Monday, April 02, 2012

Cooking school in Ho Chi Minh City

One of the things I really wanted to do in Vietnam was try some cooking classes. The Lonely Planet guidebook listed one cooking school in Saigon, the Vietnam Cookery Centre. We signed up for an afternoon class and were the only students. Chef Bao, at right, was nominally our instructor, while Miss Linh, below, was more active in engaging us with translations of his instructions and monitoring our progress.
The menu included spring rolls with dipping sauce, sour clam soup, caramel pork in a clay pot, steamed coconut rice and steamed bananas in coconut milk.

The fried spring rolls were wrapped in a kind of net rice paper I had never seen before, called banh trang re. It made for a much lighter roll. And so far I can't find it for sale in Denver or even online. That's a bummer.

We each had our own work station, with most ingredients pre-chopped and/or pre-measured, so our cooking was mostly an assembly process. That seems to be a fairly standard cooking-school practice – it's an efficient way to demonstrate how a dish is put together without having to spend a lot of time mincing ingredients.

We got to pause halfway through to enjoy our spring rolls, which are typically eaten rolled up in a lettuce leaf along with some rice noodles and herbs, and dipped in fish sauce enhanced with lemon juice, sugar, garlic and chile.

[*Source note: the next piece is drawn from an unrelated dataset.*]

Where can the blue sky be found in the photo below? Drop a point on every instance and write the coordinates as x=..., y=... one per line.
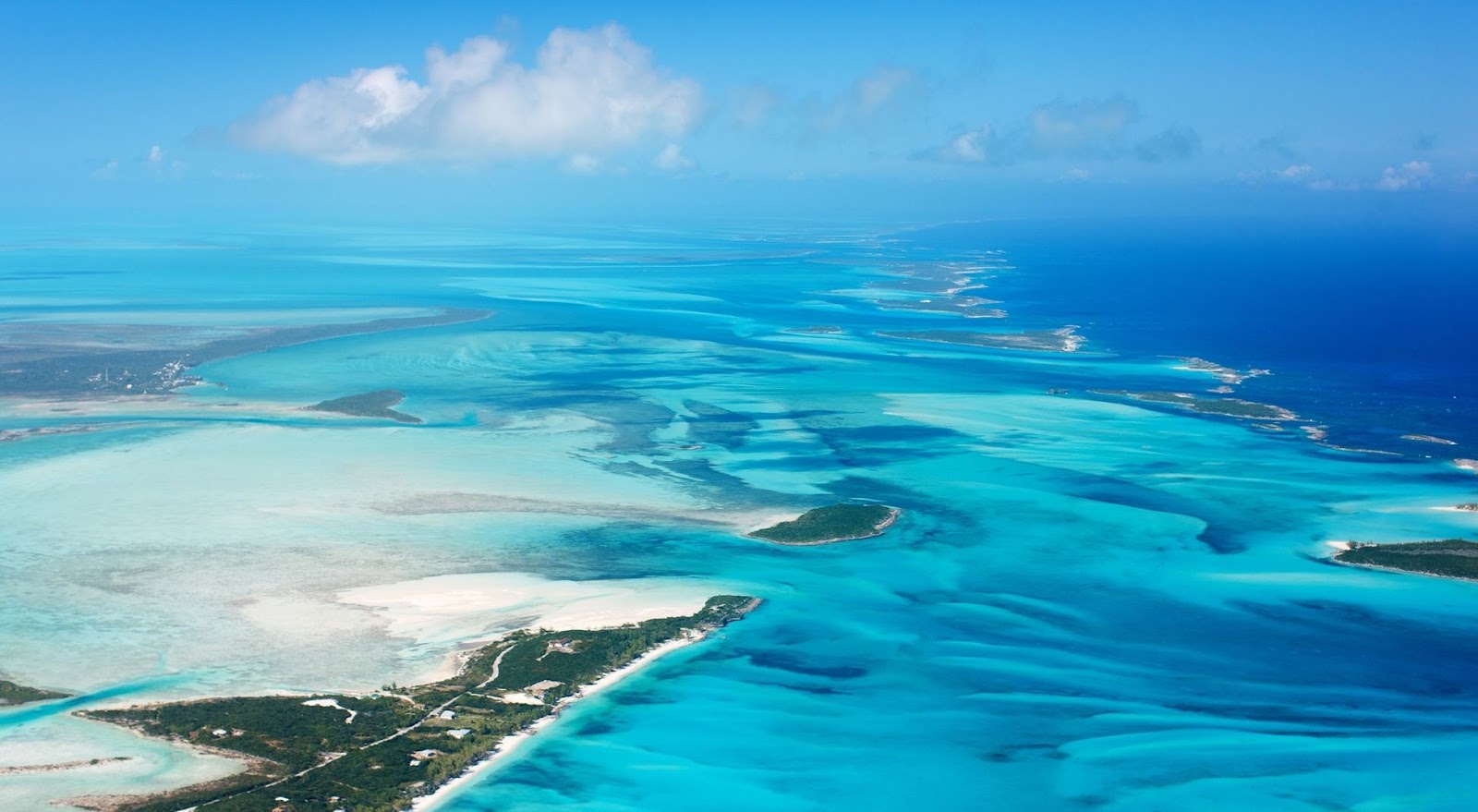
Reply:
x=791, y=110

Then we cooked the rest of the dishes.
The caramel pork was very rich and tasty, and was greatly enhanced by the rice that was steamed inside the coconut. The sour clam soup was interesting but probably not something I would make again. The bananas in coconut milk were made for us, as dessert. Delicious!

In all, our experience was positive, despite some communication glitches. We were charmed by the classroom and by the sincerity of our teachers. They gave us each a certificate of accomplishment, a book of the recipes we made and some very pretty postcards as souvenirs.

Since our visit, the school has moved to the main tourist district, near Ben Thanh Market, which should help their endeavor a lot. (The space we were in, while charming, is far away and hard to find. Our cab driver got lost!)

If you're planning a visit to Saigon, you should give them a try!

Vietnam Cookery Centre
26 Ly Tu Trong ( Floor 4 )
District 1, Ho Chi Minh City
Tel: (84-8) 3827-0349 or 3823-8085,


  1. I would love to take a cooking class in Vietnam. Everything is automatically Gluten-Free! When we were in Thailand we were amazed by the attention to detail--each dish had carefully cut fruit or vegetables--even when we were on a boat being chased by pirates...

  2. Delores, it was indeed.

    Diana, what?!? Pirates?!? I want to hear that story.

    And you're right, there was very little in the way of wheat products ... except the beer!